Siyasi liderlerin hepsinin en baştan itibaren darbeye kesin tavır almaları umut verdi. Ama ben şahsen AK Parti üst düzey yöneticilerinin katılım kararıyla CHP’nin mitingi ve ardından Beştepe’deki siyasi liderler zirvesine kadar gelecekten çok endişeliydim. Düşünün son olaylarla ordu öyle bir hale geldi ki, astların üstlere, üstlerin astlara güveni en alt düzeyde. Bir emir verilse emrin, doğruluğu konusunda hep bir şüphe olacak. Benzer durum bir çok kamu kurumu için de geçerli.
BATI ŞAPKASINI ÖNÜNE KOYABİLİR
Devletteki bu çözülmeyi ancak siyasilerin ortak tavrı aşabilir.
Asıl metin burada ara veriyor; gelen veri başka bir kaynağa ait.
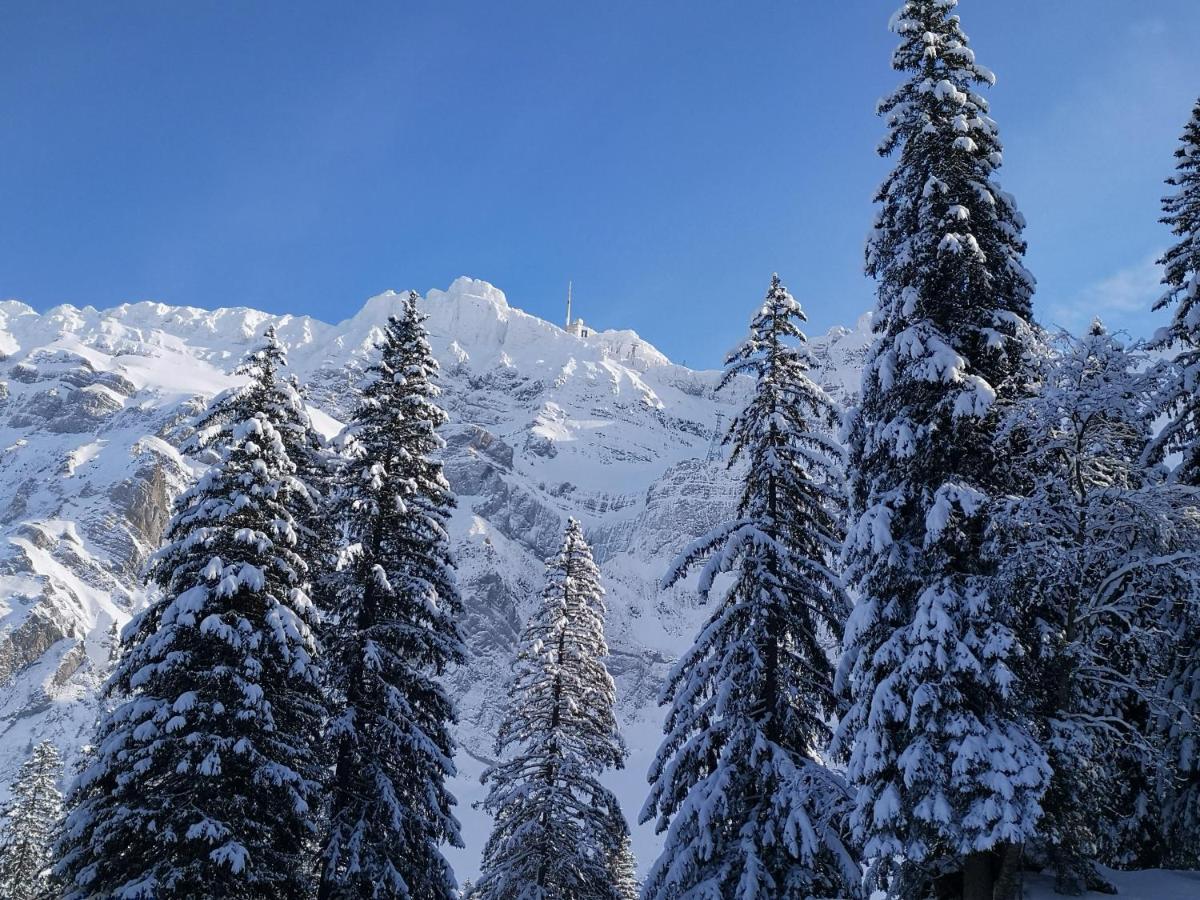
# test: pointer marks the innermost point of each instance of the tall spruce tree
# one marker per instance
(394, 635)
(1099, 551)
(558, 833)
(937, 736)
(279, 396)
(1179, 442)
(739, 786)
(30, 822)
(203, 781)
(1181, 276)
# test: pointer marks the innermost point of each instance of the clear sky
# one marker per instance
(300, 156)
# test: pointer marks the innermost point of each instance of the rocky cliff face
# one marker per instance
(544, 425)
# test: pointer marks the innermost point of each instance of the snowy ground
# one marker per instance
(1150, 885)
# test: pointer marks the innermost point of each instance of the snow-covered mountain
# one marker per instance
(544, 425)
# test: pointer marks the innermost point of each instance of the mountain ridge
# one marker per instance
(95, 403)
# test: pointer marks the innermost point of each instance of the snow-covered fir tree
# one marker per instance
(30, 822)
(949, 774)
(204, 777)
(739, 786)
(1096, 551)
(1181, 211)
(1179, 443)
(394, 635)
(280, 397)
(624, 871)
(558, 833)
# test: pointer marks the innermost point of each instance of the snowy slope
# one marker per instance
(544, 425)
(1150, 885)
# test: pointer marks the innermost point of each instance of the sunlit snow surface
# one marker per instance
(544, 425)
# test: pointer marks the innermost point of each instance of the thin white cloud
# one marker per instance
(1122, 299)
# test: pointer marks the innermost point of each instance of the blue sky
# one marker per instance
(667, 156)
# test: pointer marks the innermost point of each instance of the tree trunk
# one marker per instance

Ama onların da önce birbirlerine güvenmesi gerekir. Umarım Beştepe’deki toplantıda OHAL’in Türkiye’yi otoriter bir rejime götürecek kaygısı başta olmak üzere, liderler pek çok konuda güven sorununu büyük ölçüde gidermiştir. Ben bu noktada, bugüne kadarki sağduyulu ve toplumun tüm kesimlerini kucaklayan açıklamalarıyla İzmir Milletvekili Başbakan Binali Yıldırım’ın büyük rol oynayacağını düşünüyorum.
Eğer bu kaosun ardından bile Türkiye gerçek bir demokrasi çıkarabilirse, yumurta kapıya geldiği zaman harikalar yaratan Türkler gerçekten çılgın bir iş daha başarmış olacak. Bugün Türkiye’ye Afrika ülkesi muamelesi yapmaya çalışan Batı da Kurtuluş Savaşı’nda olduğu gibi bir kez daha şapkasını önüne koyup düşünecek.